Patients should discuss options with their OB-GYNs.
“There isn’t a simple answer to questions about whether pregnant people, or those considering pregnancy, should take the COVID-19 vaccine, especially since no vaccine is currently approved,” Christopher Zahn, the vice president of practice activities of the American College of Obstetricians and Gynecologists, said in a statement. “When the vaccines do become widely available, unfortunately, we have no data on the safety of the vaccine in pregnant and lactating individuals because they were excluded.”
Zahn said patients should consider any available data, patients’ individual risk factors and their “unique needs, desires and values.”
The CDC’s general guidelines for vaccinating pregnant women, which were last updated in 2016, notes that the benefits, in general, “usually outweigh potential risks when the likelihood of disease exposure is high.”

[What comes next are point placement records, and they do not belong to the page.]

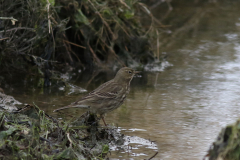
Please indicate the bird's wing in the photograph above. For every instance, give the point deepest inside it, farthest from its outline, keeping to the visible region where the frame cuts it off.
(109, 89)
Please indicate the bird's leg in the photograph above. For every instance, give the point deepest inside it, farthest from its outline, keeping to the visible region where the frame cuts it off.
(104, 121)
(102, 116)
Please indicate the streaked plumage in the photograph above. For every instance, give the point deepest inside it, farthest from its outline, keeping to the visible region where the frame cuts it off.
(108, 96)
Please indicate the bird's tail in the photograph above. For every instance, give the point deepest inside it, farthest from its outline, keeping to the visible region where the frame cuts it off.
(72, 106)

Already, OB-GYNs strongly encourage, for example, a flu vaccine, as pregnant women are similarly more prone to getting sicker from the flu, because of changes in the immune system, heart and lungs during pregnancy.
The Illinois Department of Public Health has long emphasized the importance of health care providers’ advice to pregnant women, noting that women who received a recommendation for a flu vaccine and an offer of vaccination were six times more likely to be vaccinated, compared with women who did not receive a recommendation or an offer of vaccination.
Miller hopes women feel empowered by discussing this issue with their provider.
“Getting COVID-19 in pregnancy is incredibly serious,” she said. “Let’s empower you to do everything, to use every tool in the toolbox to stay safe.”